Gesù, tuttavia, li spiazza: appena arriva un ragazzo disposto a mettersi in gioco con tutto ciò che ha, indica che c’è una strada che va oltre la logica umana basata sul calcolo delle risorse che si hanno a disposizione per verificare se si può raggiungere un obiettivo.
Gesù inoltre mostra che il Dio che è venuto ad annunciare non si preoccupa di dare soltanto il minimo necessario per saziare la fame, ma offre doni in sovrabbondanza affinché siamo riempiti non solo in superficie, per i bisogni essenziali che caratterizzano la nostra vita, ma ci dona qualcosa che colma in profondità la nostra fame e la nostra sete di felicità.

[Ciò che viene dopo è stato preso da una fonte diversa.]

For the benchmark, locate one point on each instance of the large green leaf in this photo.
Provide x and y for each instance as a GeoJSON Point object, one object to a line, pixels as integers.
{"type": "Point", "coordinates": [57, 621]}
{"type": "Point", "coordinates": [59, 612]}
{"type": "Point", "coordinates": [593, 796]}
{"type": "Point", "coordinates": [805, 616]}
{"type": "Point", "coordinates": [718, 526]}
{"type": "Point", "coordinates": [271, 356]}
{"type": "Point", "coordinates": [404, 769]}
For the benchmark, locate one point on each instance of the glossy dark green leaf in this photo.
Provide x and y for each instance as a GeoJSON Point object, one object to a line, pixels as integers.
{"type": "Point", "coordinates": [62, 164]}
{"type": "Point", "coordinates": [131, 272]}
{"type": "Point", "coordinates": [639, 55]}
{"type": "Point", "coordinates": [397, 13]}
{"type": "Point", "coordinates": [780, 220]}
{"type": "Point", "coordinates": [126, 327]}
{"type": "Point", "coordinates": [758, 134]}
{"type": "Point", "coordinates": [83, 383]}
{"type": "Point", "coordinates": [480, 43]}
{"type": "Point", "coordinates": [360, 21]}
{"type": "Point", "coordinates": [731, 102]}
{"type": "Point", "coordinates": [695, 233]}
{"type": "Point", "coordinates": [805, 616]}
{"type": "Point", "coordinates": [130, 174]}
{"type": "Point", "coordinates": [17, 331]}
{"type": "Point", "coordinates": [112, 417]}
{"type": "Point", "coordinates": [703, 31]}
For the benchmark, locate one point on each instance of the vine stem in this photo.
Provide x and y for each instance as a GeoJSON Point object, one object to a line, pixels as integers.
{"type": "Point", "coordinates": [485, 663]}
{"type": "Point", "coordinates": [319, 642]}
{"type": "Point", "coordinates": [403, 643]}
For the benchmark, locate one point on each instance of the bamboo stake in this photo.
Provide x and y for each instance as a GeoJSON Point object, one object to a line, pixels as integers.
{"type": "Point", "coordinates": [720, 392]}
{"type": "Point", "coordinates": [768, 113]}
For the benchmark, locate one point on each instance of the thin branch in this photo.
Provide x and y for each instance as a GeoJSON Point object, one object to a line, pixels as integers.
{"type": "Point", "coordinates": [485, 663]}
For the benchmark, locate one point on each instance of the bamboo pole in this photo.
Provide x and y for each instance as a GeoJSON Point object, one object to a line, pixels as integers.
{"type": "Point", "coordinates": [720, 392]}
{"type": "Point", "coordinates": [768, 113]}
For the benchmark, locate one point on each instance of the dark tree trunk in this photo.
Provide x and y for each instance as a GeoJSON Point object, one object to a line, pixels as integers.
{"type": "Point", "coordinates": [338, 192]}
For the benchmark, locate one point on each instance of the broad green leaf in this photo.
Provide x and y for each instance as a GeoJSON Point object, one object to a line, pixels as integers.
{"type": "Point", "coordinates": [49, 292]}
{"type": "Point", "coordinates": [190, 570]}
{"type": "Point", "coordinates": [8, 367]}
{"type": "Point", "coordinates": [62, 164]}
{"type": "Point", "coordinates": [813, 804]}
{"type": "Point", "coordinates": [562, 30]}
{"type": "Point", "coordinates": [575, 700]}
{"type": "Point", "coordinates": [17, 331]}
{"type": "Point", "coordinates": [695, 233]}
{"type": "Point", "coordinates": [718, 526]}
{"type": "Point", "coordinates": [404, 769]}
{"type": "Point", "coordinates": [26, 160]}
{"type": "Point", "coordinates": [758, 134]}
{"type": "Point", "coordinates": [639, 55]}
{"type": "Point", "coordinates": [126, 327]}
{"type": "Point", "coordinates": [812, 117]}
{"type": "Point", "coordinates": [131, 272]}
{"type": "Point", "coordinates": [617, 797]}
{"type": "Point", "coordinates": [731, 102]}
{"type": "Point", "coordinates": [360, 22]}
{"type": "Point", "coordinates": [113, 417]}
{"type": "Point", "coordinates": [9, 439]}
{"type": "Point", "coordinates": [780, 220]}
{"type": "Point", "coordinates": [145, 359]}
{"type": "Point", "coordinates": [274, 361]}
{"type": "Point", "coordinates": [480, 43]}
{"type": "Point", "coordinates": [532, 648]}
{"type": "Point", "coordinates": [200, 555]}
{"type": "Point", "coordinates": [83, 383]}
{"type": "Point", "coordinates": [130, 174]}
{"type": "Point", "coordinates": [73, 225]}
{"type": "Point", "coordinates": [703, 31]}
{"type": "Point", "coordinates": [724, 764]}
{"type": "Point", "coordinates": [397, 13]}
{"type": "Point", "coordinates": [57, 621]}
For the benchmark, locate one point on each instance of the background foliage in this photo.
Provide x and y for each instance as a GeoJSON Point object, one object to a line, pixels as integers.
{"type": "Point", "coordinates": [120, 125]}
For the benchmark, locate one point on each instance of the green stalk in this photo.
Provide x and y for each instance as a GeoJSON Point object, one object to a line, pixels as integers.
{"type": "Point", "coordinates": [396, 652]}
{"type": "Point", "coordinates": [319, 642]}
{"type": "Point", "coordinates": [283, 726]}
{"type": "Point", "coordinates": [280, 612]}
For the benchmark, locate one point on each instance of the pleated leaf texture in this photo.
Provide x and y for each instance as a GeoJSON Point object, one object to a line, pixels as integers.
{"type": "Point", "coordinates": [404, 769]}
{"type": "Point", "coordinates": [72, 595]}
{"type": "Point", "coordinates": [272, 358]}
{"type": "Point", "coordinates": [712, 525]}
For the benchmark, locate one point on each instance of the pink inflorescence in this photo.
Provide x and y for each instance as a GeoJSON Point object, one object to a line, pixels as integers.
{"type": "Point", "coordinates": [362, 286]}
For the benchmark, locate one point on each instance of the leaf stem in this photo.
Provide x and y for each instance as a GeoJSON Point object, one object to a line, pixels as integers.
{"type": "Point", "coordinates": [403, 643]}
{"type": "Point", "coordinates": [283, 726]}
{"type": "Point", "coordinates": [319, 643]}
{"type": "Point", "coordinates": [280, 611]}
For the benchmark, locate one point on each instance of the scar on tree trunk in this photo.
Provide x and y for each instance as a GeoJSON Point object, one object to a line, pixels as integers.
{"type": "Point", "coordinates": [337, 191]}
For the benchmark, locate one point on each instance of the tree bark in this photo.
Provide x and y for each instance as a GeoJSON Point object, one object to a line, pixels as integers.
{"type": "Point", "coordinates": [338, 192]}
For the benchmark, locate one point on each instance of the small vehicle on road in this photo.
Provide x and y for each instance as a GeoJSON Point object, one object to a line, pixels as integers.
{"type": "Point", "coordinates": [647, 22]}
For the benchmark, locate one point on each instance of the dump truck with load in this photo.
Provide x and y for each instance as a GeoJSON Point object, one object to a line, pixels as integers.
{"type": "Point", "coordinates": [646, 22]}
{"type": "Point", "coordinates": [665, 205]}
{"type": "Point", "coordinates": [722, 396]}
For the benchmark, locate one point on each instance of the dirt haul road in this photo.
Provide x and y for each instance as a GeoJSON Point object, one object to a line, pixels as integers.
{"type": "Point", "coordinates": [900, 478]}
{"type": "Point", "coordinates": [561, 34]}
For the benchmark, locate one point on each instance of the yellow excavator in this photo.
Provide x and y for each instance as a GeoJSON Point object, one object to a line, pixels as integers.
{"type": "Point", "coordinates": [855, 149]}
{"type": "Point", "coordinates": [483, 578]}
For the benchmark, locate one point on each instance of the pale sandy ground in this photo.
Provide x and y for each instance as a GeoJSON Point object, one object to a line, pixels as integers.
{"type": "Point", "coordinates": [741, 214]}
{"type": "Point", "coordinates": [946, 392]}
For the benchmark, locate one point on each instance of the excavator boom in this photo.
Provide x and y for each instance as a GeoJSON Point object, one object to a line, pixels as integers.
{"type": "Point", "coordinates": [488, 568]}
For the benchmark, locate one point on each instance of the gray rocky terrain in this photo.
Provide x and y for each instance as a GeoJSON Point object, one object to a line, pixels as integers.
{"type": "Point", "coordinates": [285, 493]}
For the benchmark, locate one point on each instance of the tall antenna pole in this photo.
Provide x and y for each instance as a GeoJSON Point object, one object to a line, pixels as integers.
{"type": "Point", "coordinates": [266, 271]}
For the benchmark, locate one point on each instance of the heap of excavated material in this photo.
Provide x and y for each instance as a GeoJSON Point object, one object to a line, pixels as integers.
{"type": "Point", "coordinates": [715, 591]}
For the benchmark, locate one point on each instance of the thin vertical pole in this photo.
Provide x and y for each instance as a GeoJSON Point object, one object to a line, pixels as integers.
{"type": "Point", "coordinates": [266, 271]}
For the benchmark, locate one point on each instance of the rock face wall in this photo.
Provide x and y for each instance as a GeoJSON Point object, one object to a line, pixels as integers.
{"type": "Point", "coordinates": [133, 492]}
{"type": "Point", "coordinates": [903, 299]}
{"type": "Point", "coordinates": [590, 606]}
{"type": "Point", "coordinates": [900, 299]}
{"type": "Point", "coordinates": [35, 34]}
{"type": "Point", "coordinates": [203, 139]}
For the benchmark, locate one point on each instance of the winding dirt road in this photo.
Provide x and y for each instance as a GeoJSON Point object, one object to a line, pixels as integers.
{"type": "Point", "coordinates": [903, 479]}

Di fronte a questo Dio non possiamo fare altro che rimanere a bocca aperta e vivere di gratitudine, consapevoli che non siamo abbandonati nemmeno nelle prove più difficili.
Ci chiede solo di fidarci e attendere che si realizzi la Sua Promessa, anche quando sembra che tutto remi contro.
Lasciamoci guidare da questa riflessione:
O Signore Gesù che hai detto: “Chi mette mano all’aratro e poi si volge indietro non è degno del regno di Dio”, io sono contento della mia Promessa e non voglio tornare indietro.
Ti ringrazio di avermi chiamato per questa via e ti domando l’aiuto per continuare.
Quando la vita di tanti mi scoraggia e mi suggerisce di essere come tutti gli altri, tu aiutami ad essere coerente!
Anche se tutti sono cattivi, io voglio essere buono; anche se tutti sono dei vili, io voglio essere generoso; anche se tutti si accontentano di andare dietro all’onda, io voglio ancora camminare diritto.
Preservami, o Signore, dalla malinconia senza ragione, dalla noia che tutto distrugge.
Fammi brillare davanti agli occhi sempre nuove mete e fammele toccare prima che io mi stanchi per via.